第1回第2回でお話ししたとおり、インドで最高峰の頭脳とされるインド工科大学(通称:IIT)の学生たちは、名だたるグローバル企業から入社を請われます。そうした中、初めは彼らの視野には日本企業はほとんど入っていないのが現状です。しかし、それは単に「情報がないから」に過ぎません。

 私は学生たちとコミュニケーションをとり、「日本企業、どう?」と投げかけ続け、魅力を伝えるためのヒントを探ってきました。学生の反応は、多くの場合、「何だかすごそうだとは思う」といった様子です。小さな島国でありながら、ソニー、トヨタ、ホンダなどの企業を生み出した技術大国。エンジニアを目指す学生にとって憧れの対象であり、魅力を感じてくれていることは間違いありません。しかし、「漠然とした憧れ」にとどまり、就職先の選択肢としては具体的イメージされていません。

 しかし、「こんな企業がこんなポジションで君たちを求めている」と正しくまっすぐにアピールをすれば、たちまち興味を持ち、真剣に検討を始めます。

 では、実際に日本企業への就職を検討したり、応募した経験を持つ学生たちは、どんな点に魅力を感じ、どんな点に不満を抱いているのでしょうか。 

日本企業の「教育」を高評価。「キャリアパス提示」に不満

宮武 周平
(みやたけ・しゅうへい)

株式会社リクルートキャリア
新卒事業本部 WORK IN JAPAN推進グループ
新卒でサイバーエージェントに入社し、WEBプロデューサーとして従事。2009年リクルートに中途入社。Media ProducerとしてSUUMOの立ち上げに関わった後、11年4月に今度は世界を舞台に企画をしたいと希望して、アジア圏の新卒学生と日本企業をマッチングする新卒人材紹介サービス『WORK IN JAPAN』の企画担当に。

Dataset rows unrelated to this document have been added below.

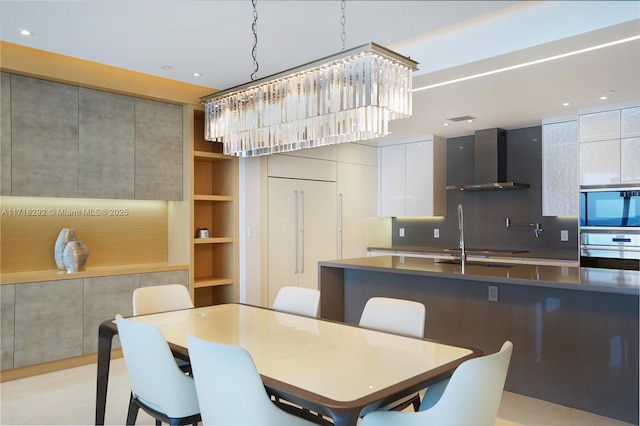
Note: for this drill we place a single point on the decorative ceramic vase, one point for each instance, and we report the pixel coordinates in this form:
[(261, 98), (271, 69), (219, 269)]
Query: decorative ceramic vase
[(65, 235), (75, 256)]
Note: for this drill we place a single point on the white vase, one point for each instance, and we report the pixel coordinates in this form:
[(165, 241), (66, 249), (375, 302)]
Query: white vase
[(65, 235), (75, 256)]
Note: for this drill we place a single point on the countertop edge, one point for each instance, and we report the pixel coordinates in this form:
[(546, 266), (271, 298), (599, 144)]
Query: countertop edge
[(592, 287)]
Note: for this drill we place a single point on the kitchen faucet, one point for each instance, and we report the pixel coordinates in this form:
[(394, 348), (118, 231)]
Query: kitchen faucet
[(461, 234)]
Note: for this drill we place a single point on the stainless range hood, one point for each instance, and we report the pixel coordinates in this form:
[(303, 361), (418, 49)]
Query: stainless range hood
[(490, 163)]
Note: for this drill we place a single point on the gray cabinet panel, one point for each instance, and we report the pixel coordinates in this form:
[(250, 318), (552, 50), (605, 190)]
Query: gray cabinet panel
[(48, 321), (44, 143), (167, 277), (5, 134), (106, 148), (104, 297), (7, 314), (158, 154)]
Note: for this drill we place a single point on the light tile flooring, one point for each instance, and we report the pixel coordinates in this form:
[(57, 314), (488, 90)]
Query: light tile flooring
[(68, 398)]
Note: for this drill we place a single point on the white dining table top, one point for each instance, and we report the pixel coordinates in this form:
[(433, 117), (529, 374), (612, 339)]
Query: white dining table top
[(337, 361)]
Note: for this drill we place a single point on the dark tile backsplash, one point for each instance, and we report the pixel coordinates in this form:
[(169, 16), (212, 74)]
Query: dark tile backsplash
[(485, 211)]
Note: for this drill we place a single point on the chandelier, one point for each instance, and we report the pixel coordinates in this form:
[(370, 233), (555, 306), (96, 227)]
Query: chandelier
[(346, 97)]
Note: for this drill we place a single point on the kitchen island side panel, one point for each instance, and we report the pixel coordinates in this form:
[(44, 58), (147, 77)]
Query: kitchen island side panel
[(575, 348)]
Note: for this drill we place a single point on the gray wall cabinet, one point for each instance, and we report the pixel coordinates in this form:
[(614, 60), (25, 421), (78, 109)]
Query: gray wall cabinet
[(44, 138), (65, 141), (5, 134), (106, 145)]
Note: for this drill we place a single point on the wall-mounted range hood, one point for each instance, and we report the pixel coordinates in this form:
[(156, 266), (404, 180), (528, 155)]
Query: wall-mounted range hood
[(490, 163)]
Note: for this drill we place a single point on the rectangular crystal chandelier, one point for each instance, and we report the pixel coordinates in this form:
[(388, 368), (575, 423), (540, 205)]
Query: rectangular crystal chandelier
[(346, 97)]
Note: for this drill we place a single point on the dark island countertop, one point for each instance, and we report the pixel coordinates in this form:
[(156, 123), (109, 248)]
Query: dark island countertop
[(564, 258), (564, 277)]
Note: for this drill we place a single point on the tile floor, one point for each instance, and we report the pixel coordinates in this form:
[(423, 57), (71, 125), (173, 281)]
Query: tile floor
[(68, 398)]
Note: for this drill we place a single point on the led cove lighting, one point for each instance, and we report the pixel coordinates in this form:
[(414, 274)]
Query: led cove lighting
[(526, 64)]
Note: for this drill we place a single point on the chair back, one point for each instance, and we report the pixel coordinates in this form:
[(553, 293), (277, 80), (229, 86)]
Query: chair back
[(471, 396), (230, 390), (155, 377), (161, 298), (399, 316), (474, 391), (298, 300)]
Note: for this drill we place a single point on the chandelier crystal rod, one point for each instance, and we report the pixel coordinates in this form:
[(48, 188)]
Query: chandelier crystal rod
[(349, 96)]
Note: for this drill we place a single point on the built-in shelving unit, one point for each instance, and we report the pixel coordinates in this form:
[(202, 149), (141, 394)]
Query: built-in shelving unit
[(214, 207)]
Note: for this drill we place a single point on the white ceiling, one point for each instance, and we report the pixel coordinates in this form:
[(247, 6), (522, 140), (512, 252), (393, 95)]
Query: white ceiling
[(450, 39)]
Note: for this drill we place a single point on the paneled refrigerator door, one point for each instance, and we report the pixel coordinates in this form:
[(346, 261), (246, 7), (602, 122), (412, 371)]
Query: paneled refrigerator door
[(318, 228)]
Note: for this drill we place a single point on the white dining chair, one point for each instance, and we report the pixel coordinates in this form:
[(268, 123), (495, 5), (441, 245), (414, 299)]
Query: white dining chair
[(230, 390), (158, 386), (398, 316), (471, 397), (161, 298), (298, 300)]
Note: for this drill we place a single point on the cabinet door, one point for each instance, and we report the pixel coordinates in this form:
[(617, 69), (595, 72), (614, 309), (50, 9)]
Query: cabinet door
[(560, 169), (392, 181), (158, 151), (630, 123), (600, 162), (106, 145), (600, 126), (419, 179), (5, 134), (630, 160), (48, 321), (318, 228), (282, 211), (357, 210), (44, 142)]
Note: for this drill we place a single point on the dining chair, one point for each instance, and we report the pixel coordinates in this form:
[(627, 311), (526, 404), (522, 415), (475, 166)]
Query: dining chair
[(471, 397), (298, 300), (230, 390), (161, 298), (398, 316), (158, 386)]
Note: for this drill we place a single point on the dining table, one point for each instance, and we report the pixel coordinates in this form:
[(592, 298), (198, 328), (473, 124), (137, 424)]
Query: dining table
[(335, 369)]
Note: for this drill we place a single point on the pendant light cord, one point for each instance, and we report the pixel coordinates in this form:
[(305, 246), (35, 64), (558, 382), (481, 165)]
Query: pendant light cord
[(254, 29), (343, 21)]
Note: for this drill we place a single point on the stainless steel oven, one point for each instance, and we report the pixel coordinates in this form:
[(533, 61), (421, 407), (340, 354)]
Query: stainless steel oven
[(610, 227)]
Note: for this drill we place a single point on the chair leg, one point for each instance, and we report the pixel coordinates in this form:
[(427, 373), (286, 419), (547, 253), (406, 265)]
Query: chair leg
[(132, 414), (416, 404)]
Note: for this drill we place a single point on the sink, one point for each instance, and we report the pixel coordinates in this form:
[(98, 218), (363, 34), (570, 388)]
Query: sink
[(474, 263)]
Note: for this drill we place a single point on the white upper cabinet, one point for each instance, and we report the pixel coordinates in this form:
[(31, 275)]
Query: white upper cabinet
[(610, 147), (412, 179), (560, 168)]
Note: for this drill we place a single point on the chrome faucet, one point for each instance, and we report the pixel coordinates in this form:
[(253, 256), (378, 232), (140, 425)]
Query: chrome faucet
[(461, 234)]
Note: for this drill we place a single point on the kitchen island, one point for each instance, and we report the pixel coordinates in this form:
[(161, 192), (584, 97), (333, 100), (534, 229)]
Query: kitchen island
[(575, 330)]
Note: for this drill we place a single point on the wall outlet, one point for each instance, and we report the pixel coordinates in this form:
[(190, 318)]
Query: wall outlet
[(493, 293)]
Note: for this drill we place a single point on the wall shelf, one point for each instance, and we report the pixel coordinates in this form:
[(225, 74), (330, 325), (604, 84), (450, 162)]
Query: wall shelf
[(214, 260)]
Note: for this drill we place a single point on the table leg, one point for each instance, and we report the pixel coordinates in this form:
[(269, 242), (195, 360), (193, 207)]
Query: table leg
[(106, 331)]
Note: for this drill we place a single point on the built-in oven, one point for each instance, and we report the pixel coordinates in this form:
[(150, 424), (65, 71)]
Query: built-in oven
[(610, 227)]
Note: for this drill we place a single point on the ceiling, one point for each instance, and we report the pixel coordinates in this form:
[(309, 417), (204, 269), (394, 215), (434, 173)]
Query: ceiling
[(450, 39)]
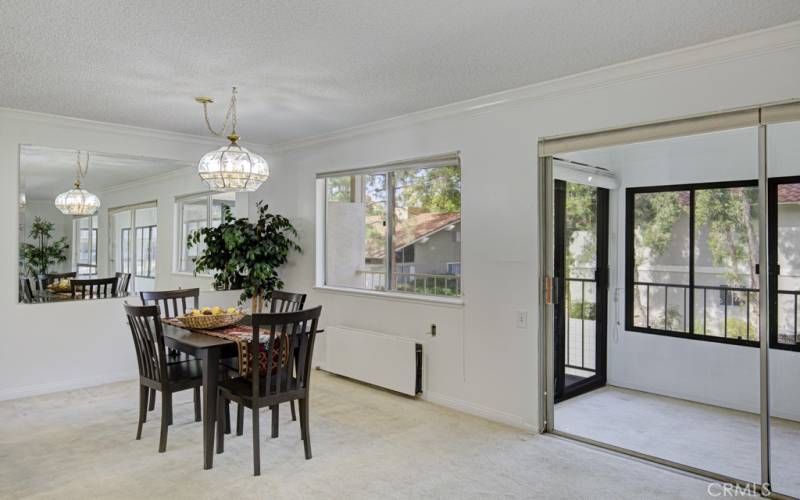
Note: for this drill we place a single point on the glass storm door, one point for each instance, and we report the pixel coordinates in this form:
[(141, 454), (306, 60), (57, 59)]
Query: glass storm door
[(581, 271)]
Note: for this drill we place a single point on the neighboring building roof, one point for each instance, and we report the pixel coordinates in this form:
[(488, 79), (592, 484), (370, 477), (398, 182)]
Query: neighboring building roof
[(788, 193), (413, 229)]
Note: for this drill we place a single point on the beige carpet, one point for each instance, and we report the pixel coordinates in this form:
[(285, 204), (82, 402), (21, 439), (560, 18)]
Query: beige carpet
[(703, 436), (367, 443)]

 日本企業の魅力の1つとして彼らがよく口にするのは「教育システム」です。「入社後すぐに即戦力として活躍したいから欧米企業がいい」という学生ももちろんいますが、「日本の充実した研修・育成制度のもと、ビジネスの基礎を一から身に付けて成長したい」と希望する学生も少なくありません。

 一方、日本企業に対して不満を感じる点の1つは、「キャリアパスの曖昧さ」です。日本企業では「総合職採用」が根づいていますね。採用選考の時点では配属部署は未定、入社後にいずれかの部署で経験を積ませて、適性や成果を見つつ次の方向性を考える――それが当たり前の習慣となっている企業が多く見られます。

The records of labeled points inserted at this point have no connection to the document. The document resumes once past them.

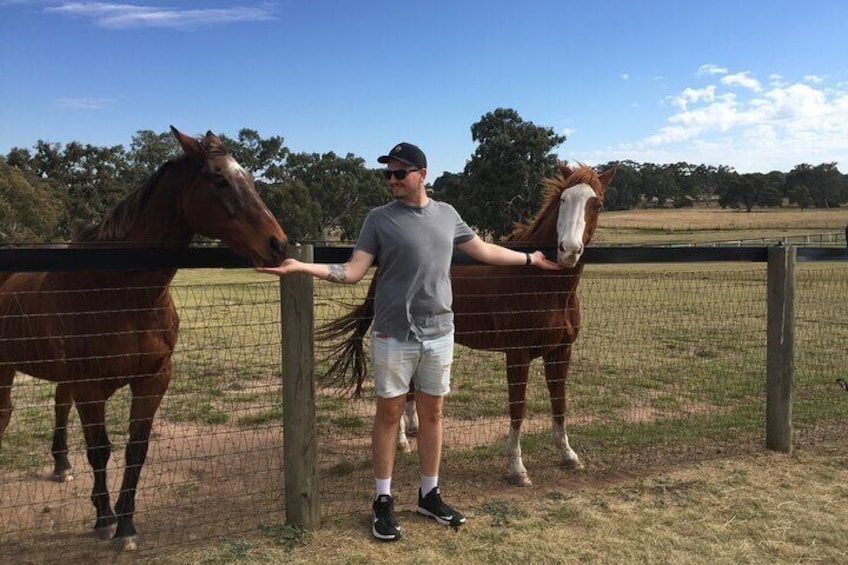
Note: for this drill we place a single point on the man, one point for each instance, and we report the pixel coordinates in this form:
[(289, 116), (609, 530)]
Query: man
[(413, 238)]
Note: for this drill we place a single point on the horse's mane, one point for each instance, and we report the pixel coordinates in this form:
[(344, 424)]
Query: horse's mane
[(553, 187), (121, 218)]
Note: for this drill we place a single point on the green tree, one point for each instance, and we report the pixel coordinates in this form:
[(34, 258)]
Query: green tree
[(625, 190), (503, 177), (263, 157), (149, 151), (30, 207), (343, 187), (825, 183), (294, 207)]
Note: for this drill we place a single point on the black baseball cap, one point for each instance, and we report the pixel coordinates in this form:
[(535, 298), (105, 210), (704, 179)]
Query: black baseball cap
[(406, 153)]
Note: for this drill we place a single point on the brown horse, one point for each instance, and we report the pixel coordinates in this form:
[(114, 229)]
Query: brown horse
[(93, 332), (523, 312)]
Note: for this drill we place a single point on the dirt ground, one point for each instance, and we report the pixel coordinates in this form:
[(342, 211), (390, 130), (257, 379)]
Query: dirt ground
[(199, 488)]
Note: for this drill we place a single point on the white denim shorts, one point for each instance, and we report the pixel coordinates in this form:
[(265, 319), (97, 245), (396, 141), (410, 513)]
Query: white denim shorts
[(426, 364)]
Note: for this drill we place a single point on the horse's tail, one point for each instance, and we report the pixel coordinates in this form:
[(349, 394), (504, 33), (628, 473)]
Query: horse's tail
[(348, 367)]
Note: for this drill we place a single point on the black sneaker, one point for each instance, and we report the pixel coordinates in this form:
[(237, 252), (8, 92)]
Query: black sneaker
[(384, 525), (433, 507)]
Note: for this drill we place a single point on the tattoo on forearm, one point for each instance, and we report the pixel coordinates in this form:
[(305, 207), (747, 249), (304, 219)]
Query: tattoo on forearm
[(337, 273)]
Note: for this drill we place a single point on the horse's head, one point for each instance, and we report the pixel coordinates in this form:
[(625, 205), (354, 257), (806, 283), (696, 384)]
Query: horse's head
[(580, 204), (222, 203)]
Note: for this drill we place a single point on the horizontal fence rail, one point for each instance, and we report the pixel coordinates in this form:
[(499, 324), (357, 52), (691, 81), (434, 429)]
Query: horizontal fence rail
[(670, 366)]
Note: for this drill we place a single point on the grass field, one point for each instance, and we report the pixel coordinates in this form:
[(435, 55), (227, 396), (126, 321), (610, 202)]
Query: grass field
[(666, 409)]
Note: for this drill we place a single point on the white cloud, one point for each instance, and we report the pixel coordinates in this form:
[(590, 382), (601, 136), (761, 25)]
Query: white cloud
[(742, 79), (711, 69), (119, 16), (773, 128)]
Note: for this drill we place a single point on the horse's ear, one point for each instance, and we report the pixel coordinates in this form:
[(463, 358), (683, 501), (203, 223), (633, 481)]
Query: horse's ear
[(213, 141), (190, 145), (607, 175)]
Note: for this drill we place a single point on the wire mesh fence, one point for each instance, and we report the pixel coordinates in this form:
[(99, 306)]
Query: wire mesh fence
[(669, 367)]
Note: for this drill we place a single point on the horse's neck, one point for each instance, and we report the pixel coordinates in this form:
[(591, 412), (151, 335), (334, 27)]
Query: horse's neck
[(160, 222)]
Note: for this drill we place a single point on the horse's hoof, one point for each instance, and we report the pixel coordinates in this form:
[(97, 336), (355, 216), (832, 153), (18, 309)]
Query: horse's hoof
[(129, 543), (105, 532), (520, 480), (63, 476)]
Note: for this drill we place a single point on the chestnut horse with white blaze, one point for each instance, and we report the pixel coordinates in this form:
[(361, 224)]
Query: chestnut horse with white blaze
[(523, 312), (95, 331)]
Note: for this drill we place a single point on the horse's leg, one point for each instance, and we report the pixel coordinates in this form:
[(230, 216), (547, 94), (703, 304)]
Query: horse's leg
[(91, 407), (62, 470), (517, 369), (408, 423), (556, 372), (147, 395), (7, 375)]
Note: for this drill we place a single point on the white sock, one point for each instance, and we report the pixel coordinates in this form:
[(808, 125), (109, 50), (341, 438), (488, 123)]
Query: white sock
[(384, 486), (428, 484)]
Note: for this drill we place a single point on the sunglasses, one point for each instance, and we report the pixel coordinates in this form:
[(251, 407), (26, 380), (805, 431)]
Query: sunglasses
[(399, 174)]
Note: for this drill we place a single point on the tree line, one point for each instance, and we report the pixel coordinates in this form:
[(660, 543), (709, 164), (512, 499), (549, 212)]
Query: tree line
[(45, 190)]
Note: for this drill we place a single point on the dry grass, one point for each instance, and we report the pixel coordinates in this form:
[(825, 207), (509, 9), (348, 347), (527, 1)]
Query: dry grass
[(716, 224), (717, 512)]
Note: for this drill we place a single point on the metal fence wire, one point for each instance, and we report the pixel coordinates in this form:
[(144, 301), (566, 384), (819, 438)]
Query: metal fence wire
[(669, 368)]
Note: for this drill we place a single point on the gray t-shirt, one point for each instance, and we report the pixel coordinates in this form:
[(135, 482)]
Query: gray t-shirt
[(414, 247)]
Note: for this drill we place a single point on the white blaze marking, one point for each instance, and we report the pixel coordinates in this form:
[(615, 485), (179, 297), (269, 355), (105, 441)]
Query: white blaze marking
[(571, 223)]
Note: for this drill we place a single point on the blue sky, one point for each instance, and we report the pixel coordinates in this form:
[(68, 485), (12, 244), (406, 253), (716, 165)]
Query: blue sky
[(754, 85)]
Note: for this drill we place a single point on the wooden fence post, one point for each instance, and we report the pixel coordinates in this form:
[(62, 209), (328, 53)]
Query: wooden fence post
[(300, 435), (780, 353)]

「御社で広報マネージャーになるにはどうすればいいですか?」と学生から聞かれたとしても、明確に道筋をたてて説明できる人事担当者はなかなかいないのではないでしょうか。

 インドの学生には、このスタンスは通用しません。3年後・5年後などそれぞれのタイミングで、「この目標をクリアし、これができるようになれば、このポジションとこれだけの報酬が与えられる」というキャリアパスが明示されなければ、入社を決意するには至らないのです。これはインドの学生に限らず、他の国における新卒者採用にも共通するポイントです。欧米企業の場合、少なくともまずは30歳くらいまでのキャリアの道筋を明確にした上で学生にアプローチをするケースがほとんどです。